Не понял я только одного — какой был смысл неведомому злоумышленнику отвращать меня от чтения этой книги? Хотя, конечно, непонятно смотрелась и роль Ирины Волковой — то ли злоумышленник воспользовался нашим с ней развлечением, то ли она с ним действовала заодно, то ли вообще провернула все сама, зарядив книгу после наших забав. В последнее, правда, как-то не особо верилось, но то, что без нее инкантация книги была бы невозможна, это, что называется, факт. Ах ты ж!.. Внезапная догадка бросила меня в дрожь. Никто ведь, кроме сестрицы, и не знал тогда, что за книгу я читаю! Получается, что или она все сделала сама или каким-то образом подала сигнал сообщнику. Как-то это смотрелось хреновато… Но тут прибыл Борис Григорьевич, отец вызвал меня в кабинет, и все это не дало пришедшим мыслям развиться в полноценную панику.
— Садись, Алексей, — отец указал мне на место за приставным столом, — тебя одного ждали. Вон, Борис Григорьичу прямо не терпится.
— Сдвинулось! — губной пристав Шаболдин аж светился охотничьим азартом. — Сдвинулось дело! — довольно потирая руки, добавил он и перешел к связному изложению принесенной новости. — Наталья Демидова [1] Капитонова, урожденная Веремеева, шестидесяти одного года от роду, в молодых годах своих служила лекаркою в доме Никиты Колядина — сына отравителя Данилы Колядина да отца растратчика Егора Колядина. А Алена Матвеева Егорова, служанка боярыни и боярышни Волковых, той вдове Капитоновой хоть и не родня, но в детских годах своих воспитывалась в семье Капитоновых по причине сиротства!
— Вот, значит, как, — отец недовольно скривился. — А к Волковым-то она как в услужение попала?
— А это, Филипп Васильевич, мы у нее самой и спросим, — хищно усмехнулся Шаболдин. — И у нее, и у боярыни Волковой, надо будет — и у боярина Волкова тоже. Я, Филипп Васильевич, должен допросить Волковых в вашем доме. Надо будет — и к себе вызову на допрос под запись, но, сами понимаете, не хотелось бы… А вот Алену Егорову я заберу. Посидит до вечера в холодной, сама все расскажет. А не расскажет сразу — наш одаренный допросчик с ней поработает, и все равно все она скажет.
Я прислушался к себе. Предвидение сработало как-то половинчато — что ничего губным Алена Егорова не расскажет, я понял сразу, а вот почему не расскажет — не понял вообще. Поэтому и не стал со своими предсказаниями и предупреждениями влезать, хотя, может, и зря…
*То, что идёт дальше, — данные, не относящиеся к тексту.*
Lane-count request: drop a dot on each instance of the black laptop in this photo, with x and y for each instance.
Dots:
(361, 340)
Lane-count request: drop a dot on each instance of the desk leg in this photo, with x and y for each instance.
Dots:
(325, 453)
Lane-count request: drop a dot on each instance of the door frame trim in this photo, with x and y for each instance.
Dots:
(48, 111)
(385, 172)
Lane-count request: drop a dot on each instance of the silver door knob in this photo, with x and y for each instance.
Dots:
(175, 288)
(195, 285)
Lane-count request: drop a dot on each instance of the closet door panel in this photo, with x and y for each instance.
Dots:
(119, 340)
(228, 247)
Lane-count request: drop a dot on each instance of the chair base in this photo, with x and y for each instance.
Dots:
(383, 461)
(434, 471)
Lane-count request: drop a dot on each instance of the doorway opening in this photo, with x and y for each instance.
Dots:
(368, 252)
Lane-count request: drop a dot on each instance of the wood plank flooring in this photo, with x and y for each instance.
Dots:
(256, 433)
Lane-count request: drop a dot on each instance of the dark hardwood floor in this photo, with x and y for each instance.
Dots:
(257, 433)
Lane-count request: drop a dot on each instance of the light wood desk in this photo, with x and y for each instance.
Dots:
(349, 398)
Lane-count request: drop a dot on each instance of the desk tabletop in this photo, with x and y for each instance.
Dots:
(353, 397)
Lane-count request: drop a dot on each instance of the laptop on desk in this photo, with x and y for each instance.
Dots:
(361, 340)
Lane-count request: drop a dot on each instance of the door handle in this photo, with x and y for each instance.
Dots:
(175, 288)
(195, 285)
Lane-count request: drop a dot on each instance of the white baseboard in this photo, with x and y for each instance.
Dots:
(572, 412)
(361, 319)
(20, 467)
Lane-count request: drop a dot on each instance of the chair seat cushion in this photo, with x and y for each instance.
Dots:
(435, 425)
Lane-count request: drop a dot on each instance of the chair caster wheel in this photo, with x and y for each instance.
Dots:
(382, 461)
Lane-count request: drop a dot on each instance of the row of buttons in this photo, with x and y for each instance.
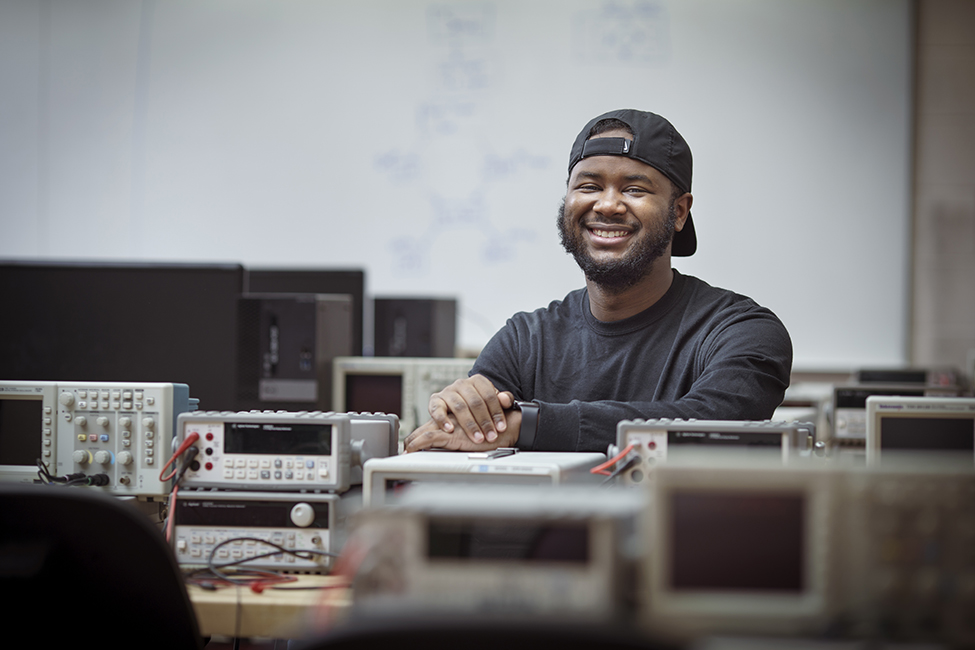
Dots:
(111, 406)
(253, 475)
(115, 394)
(265, 463)
(116, 399)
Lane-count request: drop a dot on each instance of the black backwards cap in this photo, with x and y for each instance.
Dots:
(655, 142)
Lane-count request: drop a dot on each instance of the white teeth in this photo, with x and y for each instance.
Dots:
(609, 233)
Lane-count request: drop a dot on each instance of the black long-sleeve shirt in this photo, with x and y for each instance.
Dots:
(698, 352)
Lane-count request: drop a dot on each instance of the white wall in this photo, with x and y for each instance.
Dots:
(427, 142)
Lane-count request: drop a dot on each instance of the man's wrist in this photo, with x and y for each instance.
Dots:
(529, 423)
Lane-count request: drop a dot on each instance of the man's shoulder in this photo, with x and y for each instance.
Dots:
(568, 307)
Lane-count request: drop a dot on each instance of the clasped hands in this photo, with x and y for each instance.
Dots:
(469, 415)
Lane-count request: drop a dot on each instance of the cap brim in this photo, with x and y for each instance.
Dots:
(685, 241)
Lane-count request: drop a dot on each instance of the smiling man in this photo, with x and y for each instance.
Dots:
(641, 340)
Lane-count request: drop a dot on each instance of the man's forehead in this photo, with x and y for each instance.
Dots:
(609, 164)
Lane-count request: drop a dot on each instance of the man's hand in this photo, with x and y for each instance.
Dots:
(431, 435)
(475, 406)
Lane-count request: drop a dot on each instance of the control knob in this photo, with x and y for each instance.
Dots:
(302, 515)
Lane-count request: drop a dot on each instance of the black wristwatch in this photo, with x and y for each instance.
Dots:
(529, 423)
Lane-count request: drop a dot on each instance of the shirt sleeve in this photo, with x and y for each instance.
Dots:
(741, 373)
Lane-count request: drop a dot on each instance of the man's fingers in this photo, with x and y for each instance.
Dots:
(439, 412)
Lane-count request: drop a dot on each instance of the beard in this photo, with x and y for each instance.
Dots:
(616, 276)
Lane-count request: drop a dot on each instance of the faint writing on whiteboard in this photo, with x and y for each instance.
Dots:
(467, 21)
(468, 217)
(635, 33)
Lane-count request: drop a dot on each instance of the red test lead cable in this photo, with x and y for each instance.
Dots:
(190, 439)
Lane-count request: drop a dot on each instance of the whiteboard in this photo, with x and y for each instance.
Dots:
(427, 143)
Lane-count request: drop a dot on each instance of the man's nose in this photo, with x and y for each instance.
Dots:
(610, 202)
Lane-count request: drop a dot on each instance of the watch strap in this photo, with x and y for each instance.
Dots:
(529, 423)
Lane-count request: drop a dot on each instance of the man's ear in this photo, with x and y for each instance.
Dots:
(682, 208)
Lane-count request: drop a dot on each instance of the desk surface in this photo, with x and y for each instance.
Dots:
(295, 611)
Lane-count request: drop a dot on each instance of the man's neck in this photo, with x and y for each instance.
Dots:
(609, 306)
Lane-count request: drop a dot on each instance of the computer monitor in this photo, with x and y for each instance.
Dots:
(122, 322)
(738, 549)
(944, 425)
(315, 280)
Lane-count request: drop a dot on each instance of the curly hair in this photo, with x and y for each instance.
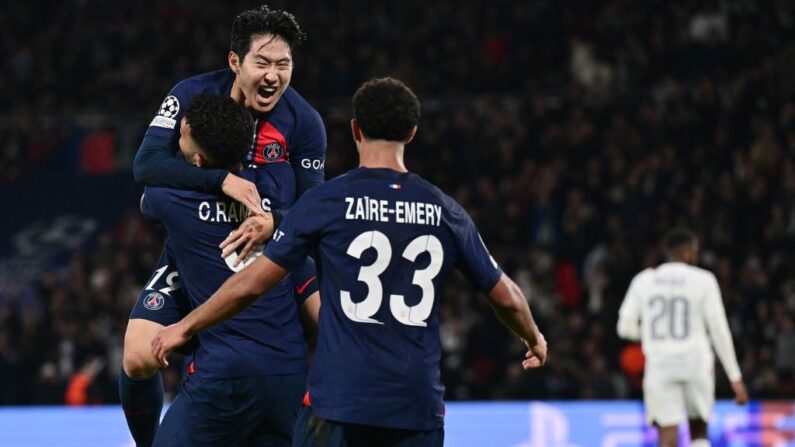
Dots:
(261, 21)
(386, 109)
(221, 127)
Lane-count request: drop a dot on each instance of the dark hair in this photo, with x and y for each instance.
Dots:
(677, 238)
(261, 21)
(386, 109)
(221, 127)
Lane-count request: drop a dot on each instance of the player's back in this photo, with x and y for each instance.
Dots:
(267, 337)
(673, 300)
(388, 242)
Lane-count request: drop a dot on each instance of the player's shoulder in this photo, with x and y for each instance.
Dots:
(301, 108)
(218, 82)
(644, 275)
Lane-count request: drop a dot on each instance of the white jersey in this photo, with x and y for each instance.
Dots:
(675, 310)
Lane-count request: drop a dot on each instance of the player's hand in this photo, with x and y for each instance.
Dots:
(254, 231)
(740, 393)
(168, 339)
(536, 355)
(244, 192)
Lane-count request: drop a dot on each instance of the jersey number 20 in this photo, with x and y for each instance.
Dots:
(416, 315)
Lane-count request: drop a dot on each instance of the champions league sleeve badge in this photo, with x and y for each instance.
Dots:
(168, 111)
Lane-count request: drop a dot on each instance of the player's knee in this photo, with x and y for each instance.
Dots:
(139, 364)
(138, 361)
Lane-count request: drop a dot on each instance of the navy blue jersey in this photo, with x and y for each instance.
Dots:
(385, 243)
(267, 338)
(292, 131)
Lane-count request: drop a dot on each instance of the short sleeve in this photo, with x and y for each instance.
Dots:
(167, 117)
(304, 280)
(308, 152)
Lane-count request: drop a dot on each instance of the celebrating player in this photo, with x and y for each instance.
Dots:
(248, 375)
(287, 129)
(675, 310)
(387, 241)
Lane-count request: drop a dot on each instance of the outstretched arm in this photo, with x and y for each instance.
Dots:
(237, 293)
(510, 305)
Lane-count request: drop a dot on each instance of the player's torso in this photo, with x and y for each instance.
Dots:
(274, 133)
(269, 327)
(674, 334)
(383, 263)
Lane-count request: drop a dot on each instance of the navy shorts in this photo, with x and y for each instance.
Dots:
(313, 431)
(163, 299)
(247, 411)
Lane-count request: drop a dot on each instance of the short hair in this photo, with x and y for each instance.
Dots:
(677, 238)
(261, 21)
(221, 127)
(386, 109)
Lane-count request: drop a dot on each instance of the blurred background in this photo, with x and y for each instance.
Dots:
(575, 133)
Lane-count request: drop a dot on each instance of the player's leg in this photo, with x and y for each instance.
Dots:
(698, 433)
(664, 403)
(283, 394)
(140, 386)
(699, 400)
(313, 431)
(214, 412)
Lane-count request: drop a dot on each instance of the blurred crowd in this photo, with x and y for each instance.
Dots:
(575, 135)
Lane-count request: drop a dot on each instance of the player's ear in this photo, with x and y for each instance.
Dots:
(234, 62)
(411, 135)
(199, 160)
(356, 131)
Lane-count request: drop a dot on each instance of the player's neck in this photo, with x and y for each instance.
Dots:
(382, 154)
(236, 93)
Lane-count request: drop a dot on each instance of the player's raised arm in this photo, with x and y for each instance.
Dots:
(156, 162)
(510, 305)
(628, 326)
(237, 293)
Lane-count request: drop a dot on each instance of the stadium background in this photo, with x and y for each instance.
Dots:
(575, 133)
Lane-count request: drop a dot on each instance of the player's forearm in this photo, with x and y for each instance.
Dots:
(508, 302)
(724, 347)
(155, 165)
(237, 293)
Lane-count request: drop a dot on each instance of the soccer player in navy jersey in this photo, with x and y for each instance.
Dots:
(386, 241)
(287, 129)
(247, 376)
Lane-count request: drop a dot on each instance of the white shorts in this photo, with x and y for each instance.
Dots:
(670, 401)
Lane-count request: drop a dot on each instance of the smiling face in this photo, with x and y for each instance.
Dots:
(263, 73)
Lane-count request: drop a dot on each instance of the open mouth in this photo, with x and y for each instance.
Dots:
(266, 92)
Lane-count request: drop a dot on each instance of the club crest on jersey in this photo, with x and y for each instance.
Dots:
(154, 301)
(272, 152)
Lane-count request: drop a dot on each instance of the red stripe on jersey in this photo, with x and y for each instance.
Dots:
(270, 145)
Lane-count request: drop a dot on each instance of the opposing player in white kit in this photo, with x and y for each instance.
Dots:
(676, 310)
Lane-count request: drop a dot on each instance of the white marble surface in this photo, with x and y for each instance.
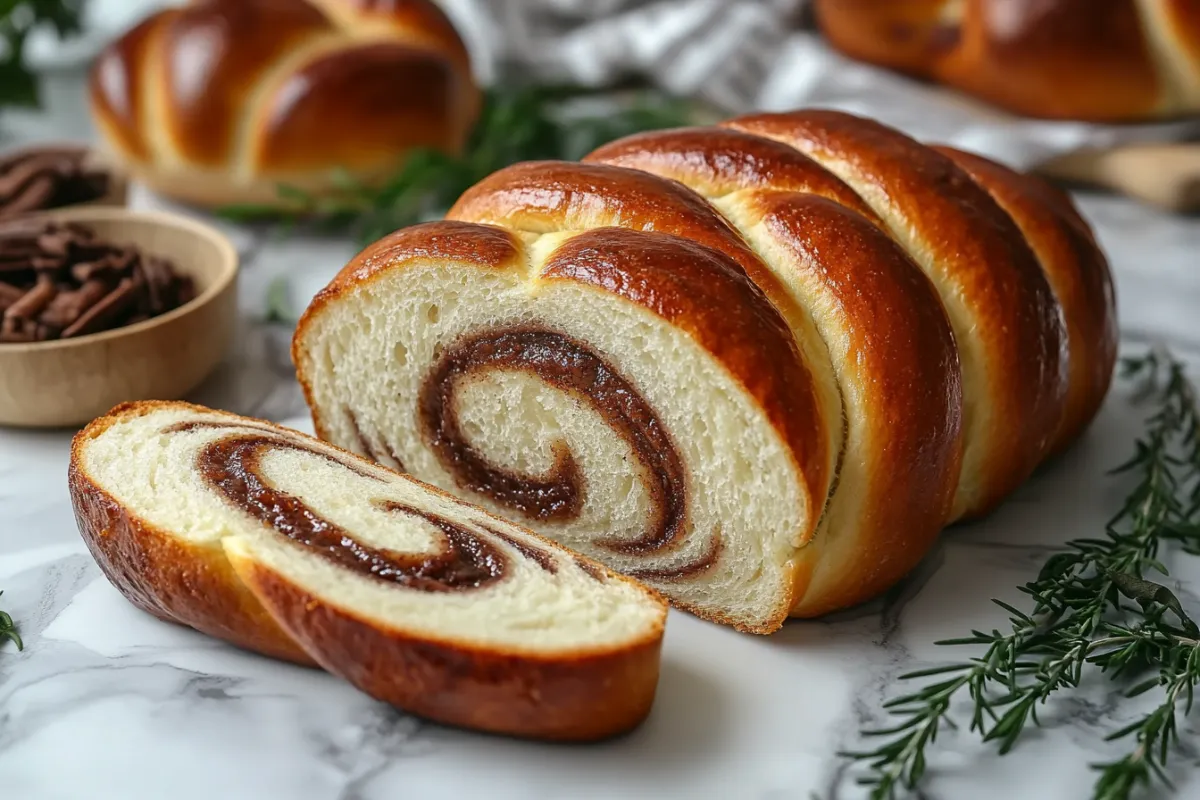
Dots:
(108, 703)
Шаболдин с отцом пошли к Волковым, а я вернулся в библиотеку, а заодно и к своим размышлениям. Невеселым, прямо скажу, размышлениям. Что-то слишком часто во всех этих неприятных для меня событиях отмечалась Ирина. Ладно, что там с ней было и где она была вообще, когда в меня первый раз стреляли, этого я не знаю. Не знаю и того, она наговаривала взвар, от которого у меня были эротические галлюцинации, или нет. С одной-то стороны, могла, да. В конце концов, дорогу в помещения прислуги, а значит, и на кухню она знала. С другой — это запросто могла быть и не она. С Левенгауптом точно без нее не обошлось. Но опять же, я же тогда возбужден был, ни о чем, кроме как о своем желании думать вообще даже не пытался, так что вполне мог и не заметить, что когда мы вышли из библиотеки, кто-то за нами следил и Иринка подала ему знак — действуй, мол. Ну точно, как же я сразу-то не подумал! В том состоянии, что сестрица была после наших с ней занятий в моей комнате, вряд ли она смогла бы инкантировать книгу! Когда стреляли в меня и убили Аглаю… Тут да, тут точно известно, что Ирина именно в то время была в проклятом доме Алифантьева. И вот это, честно говоря, не нравилось мне больше, чем все прочие странности с Ириной, вместе взятые.
Только вот выглядело все это пусть и неприятно, но как-то уж очень нарочито. Складывалось впечатление, что Иринку мне постоянно как бы показывают — смотри, мол, вот она, злодейка! Не знаешь, где была, когда в тебя стреляли? Да она же сама и стреляла! Насчет Лидии шуточки отпускала? Вот и зарядила взвар, чтобы от глюков с голой сиделкой у тебя сердце и лопнуло! И книгу Левенгаупта она инкантировала, и стреляла в тебя, и Аглаю убила, все она, гадина такая! Ату ее!